Hollands pointed that the ability to invest internationally, with no formal constraint suggests the fund is unlikely to be eligible for inclusion in the UK Equity Income sector, even though the lion share of stocks are expected to be UK listed companies and the yield target is to beat the yield on the UK’s FTSE All Share Index by 20% on a five-year rolling basis.
This, Hollands says, could mean the fund might end up in the Global Income sector where it will be up against funds that are typically 40 – 55% invested in the US, something that might impact its sector performance statistics.
“This new fund launch will be popular and will probably be heavily promoted by the execution-only brokers.
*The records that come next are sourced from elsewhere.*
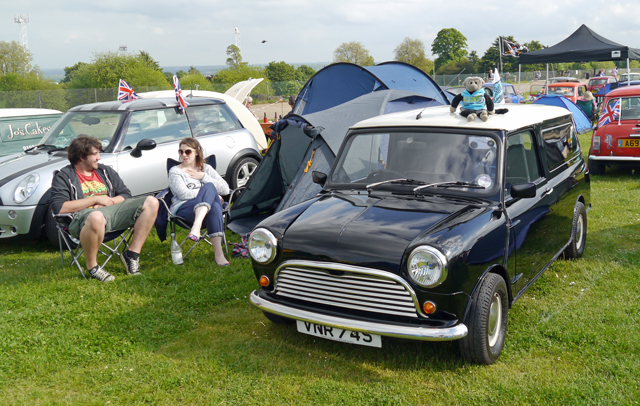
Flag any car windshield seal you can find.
[366,178,426,190]
[413,180,486,193]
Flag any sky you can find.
[0,0,640,69]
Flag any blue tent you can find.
[293,61,450,115]
[533,94,591,134]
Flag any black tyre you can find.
[262,312,295,324]
[44,207,60,249]
[227,157,258,189]
[564,202,587,259]
[589,159,607,176]
[458,273,509,364]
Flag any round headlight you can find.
[13,173,40,203]
[249,228,278,264]
[407,246,448,288]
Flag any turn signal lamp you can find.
[422,301,436,314]
[259,275,271,288]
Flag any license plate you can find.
[618,138,640,148]
[296,320,382,348]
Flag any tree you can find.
[227,44,247,68]
[296,65,316,83]
[431,28,467,67]
[67,52,168,89]
[333,41,375,66]
[0,41,33,75]
[264,61,297,96]
[393,37,433,74]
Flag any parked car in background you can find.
[484,83,524,103]
[249,104,590,364]
[549,76,580,84]
[587,76,618,94]
[548,82,587,103]
[0,109,62,156]
[589,86,640,175]
[618,72,640,82]
[0,97,260,242]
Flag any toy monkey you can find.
[450,76,495,121]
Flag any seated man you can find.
[50,136,158,282]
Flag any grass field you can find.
[0,135,640,405]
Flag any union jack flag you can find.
[118,79,141,101]
[598,99,620,127]
[173,75,189,114]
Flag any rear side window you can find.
[505,131,540,193]
[542,123,580,171]
[187,104,242,137]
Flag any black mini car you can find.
[249,105,590,364]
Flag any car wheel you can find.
[262,312,294,324]
[44,207,60,249]
[589,159,606,176]
[564,202,587,259]
[459,273,509,364]
[229,157,258,189]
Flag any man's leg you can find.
[129,196,158,254]
[80,211,107,270]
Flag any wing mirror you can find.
[131,138,156,158]
[511,183,536,199]
[311,171,327,186]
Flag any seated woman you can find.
[169,138,229,266]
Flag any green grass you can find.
[0,135,640,405]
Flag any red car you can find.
[589,86,640,175]
[587,76,618,94]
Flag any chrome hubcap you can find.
[576,216,583,248]
[487,293,502,347]
[236,162,257,187]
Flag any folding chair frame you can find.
[53,214,133,279]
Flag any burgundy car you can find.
[589,86,640,175]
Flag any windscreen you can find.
[330,131,498,193]
[40,111,124,148]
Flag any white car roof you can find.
[351,104,571,131]
[0,109,62,118]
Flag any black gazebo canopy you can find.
[520,24,640,64]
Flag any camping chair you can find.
[156,155,238,258]
[53,209,133,279]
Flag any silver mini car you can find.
[0,98,260,242]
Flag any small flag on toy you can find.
[118,79,141,101]
[598,99,620,127]
[173,75,189,114]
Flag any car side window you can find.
[542,123,580,171]
[187,104,242,137]
[505,131,540,195]
[122,108,191,150]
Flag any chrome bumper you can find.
[249,290,467,341]
[589,155,640,162]
[0,206,36,239]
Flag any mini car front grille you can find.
[275,266,418,318]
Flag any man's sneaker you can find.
[120,251,142,275]
[89,265,115,282]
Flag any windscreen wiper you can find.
[413,180,486,192]
[367,179,424,190]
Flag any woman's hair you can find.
[178,137,204,170]
[67,135,102,165]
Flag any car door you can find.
[505,129,556,292]
[117,108,191,196]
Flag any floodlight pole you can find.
[13,14,29,49]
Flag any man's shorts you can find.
[69,196,147,238]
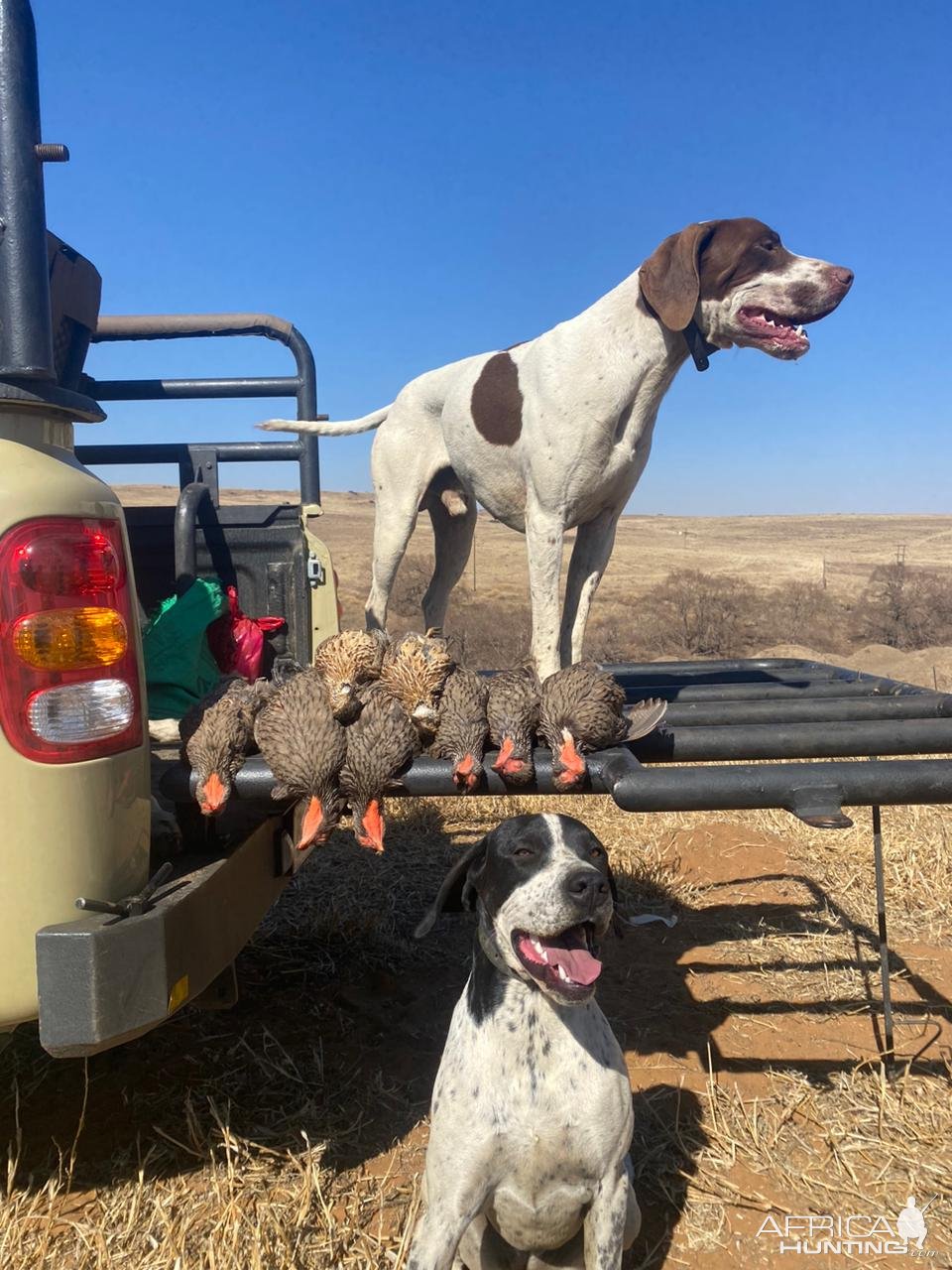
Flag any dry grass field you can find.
[117,485,952,623]
[0,494,952,1270]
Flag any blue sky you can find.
[35,0,952,514]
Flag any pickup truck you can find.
[0,0,337,1056]
[7,0,952,1072]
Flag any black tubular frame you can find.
[163,659,952,828]
[76,314,326,505]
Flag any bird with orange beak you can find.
[431,666,489,794]
[255,670,346,851]
[340,685,418,851]
[178,676,273,816]
[486,667,539,785]
[538,662,667,791]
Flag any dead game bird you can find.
[380,630,453,744]
[255,670,346,851]
[313,631,387,722]
[178,676,272,816]
[486,667,539,785]
[539,662,667,790]
[432,666,489,794]
[340,686,418,851]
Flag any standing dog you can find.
[408,816,641,1270]
[262,218,853,677]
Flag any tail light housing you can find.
[0,516,142,763]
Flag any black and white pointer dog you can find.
[408,814,641,1270]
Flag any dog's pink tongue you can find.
[548,945,602,987]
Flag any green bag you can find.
[142,577,228,718]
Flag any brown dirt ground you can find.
[0,490,952,1270]
[0,798,952,1270]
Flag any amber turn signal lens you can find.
[13,608,128,671]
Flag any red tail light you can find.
[0,516,142,763]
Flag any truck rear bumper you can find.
[37,818,291,1058]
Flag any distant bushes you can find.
[393,560,952,670]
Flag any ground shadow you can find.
[0,809,952,1218]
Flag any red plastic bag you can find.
[208,586,285,681]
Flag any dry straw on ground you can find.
[0,798,952,1270]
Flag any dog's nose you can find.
[833,264,853,291]
[565,869,608,903]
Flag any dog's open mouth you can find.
[513,922,602,1001]
[738,306,810,353]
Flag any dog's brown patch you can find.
[471,353,522,445]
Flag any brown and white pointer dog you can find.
[262,218,853,677]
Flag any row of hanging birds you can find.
[178,631,666,851]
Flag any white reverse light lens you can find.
[27,680,135,745]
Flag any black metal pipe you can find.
[76,441,309,467]
[82,375,300,401]
[0,0,56,381]
[174,481,212,595]
[289,326,321,504]
[632,718,952,766]
[622,676,935,710]
[593,750,952,812]
[83,314,321,504]
[162,749,952,812]
[665,693,952,727]
[603,657,860,684]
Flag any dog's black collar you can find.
[681,318,717,371]
[476,904,513,975]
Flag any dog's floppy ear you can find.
[639,221,717,330]
[414,838,488,940]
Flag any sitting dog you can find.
[408,816,641,1270]
[262,218,853,679]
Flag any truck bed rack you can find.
[162,658,952,828]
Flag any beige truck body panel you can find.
[0,412,150,1030]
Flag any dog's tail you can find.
[258,401,394,437]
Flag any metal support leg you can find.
[872,806,896,1072]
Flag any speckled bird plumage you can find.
[178,676,272,816]
[432,667,489,793]
[538,662,667,789]
[255,668,346,848]
[340,685,418,851]
[313,631,387,722]
[486,667,539,785]
[380,631,453,743]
Our only concern would be the risk that Woodford is stretching himself too widely by running different investment mandates, although he has shown in the past that he is capable of managing large amounts of money.”
Ryan Hughes, head of fund selection at AJ Bell, said that the funds flexibility could give it a form a protection against the uncertainties surrounding Brexit.
“By specifically excluding unquoted stocks, the focus on income generation is clear while the flexibility to look overseas will also offer a much wider opportunity set should the UK economy falter in the face of potential headwinds from the forthcoming Brexit.
“With the demand for income an ever increasing trend, it is little surprise that the new Income Focus fund will look to tap into that need,” he added.